Significantly, this dramatic assertion is set against the ongoing probe into the multi-million Dublin robbery which gardaí believe was carried out either by criminal gangs, paramilitary subversives, or both.
No doubt because the latest allegation of criminality emanates from Northern Ireland Security Minister Ian Pearson, it will be dismissed by Sinn Féin on the grounds of political motivation.
But given the involvement of republicans in the murder of Robert McCartney and the €36 million Northern Bank heist, the party’s repeated protestations of innocence fly in the face of reality.
Just a few short months ago such claims would have been taken with a large grain of salt. Historically, Irish people had good reason not to trust British propaganda. The tables have now turned, however, and it is the word of Sinn Féin that is suspect.
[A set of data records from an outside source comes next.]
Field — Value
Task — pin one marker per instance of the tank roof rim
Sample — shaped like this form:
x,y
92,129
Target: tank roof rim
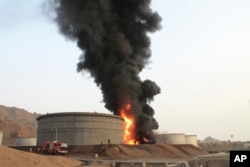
x,y
77,113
Whether the party likes it or not, greater credence will now be attached to claims by the former head of the Special Branch in Belfast that the IRA has forged an alliance with a network of criminal gangs on the British mainland in a multi-million pound cigarette and fuel smuggling racket.
No longer will doubt be cast on the assertion that senior Provisionals developed links with British gangsters when they were doing time in high-security jails.
Nor will people question claims that the IRA is involved in laundering hundreds of millions of pounds, some of which has been reinvested in elaborate schemes to bring illicit fuel and tobacco into the UK, much of it originating in south Armagh.
British gangs were used as a distribution network for the duty-free sale of those illicit products.
So expert has the IRA become that they are technically equipped to ‘launder’ fuel on an industrial scale, removing marker dyes from low-tax diesel, intended for agricultural or central heating use, to allow it to be used illegally by road vehicles.
Delving deeper into criminality, the Provos allegedly control a bureau de change near the border, banking up to £250m (€360m) in suspect cash. Reportedly, some of that money was used as venture capital to fund criminal activities on a global basis.
The sheer scale of republican involvement in bogus fuel production was exposed last month when customs officials at Dublin docks intercepted fuel tankers bound for Liverpool disguised as trailers carrying Irish timber.
Republicans are now so involved in organised crime that those activities will not go away overnight.
Despite the excellent work of the gardaí, the customs and the police, neither the Irish nor British governments possesses a magic wand to make this brand of criminality disappear.
It is precisely because of IRA contempt for the rule of law that Sinn Féin leaders are being shunned at the White House, whereas the sisters and fiancée of Robert McCartney will be feted by President Bush at tomorrow’s St Patrick’s Day celebrations.
So powerful is the McCartney campaign for justice that Sinn Féin chief negotiator Martin McGuinness had the gall to warn them not to stray into politics.
It would be more in his line to warn republicans not to stray into crime.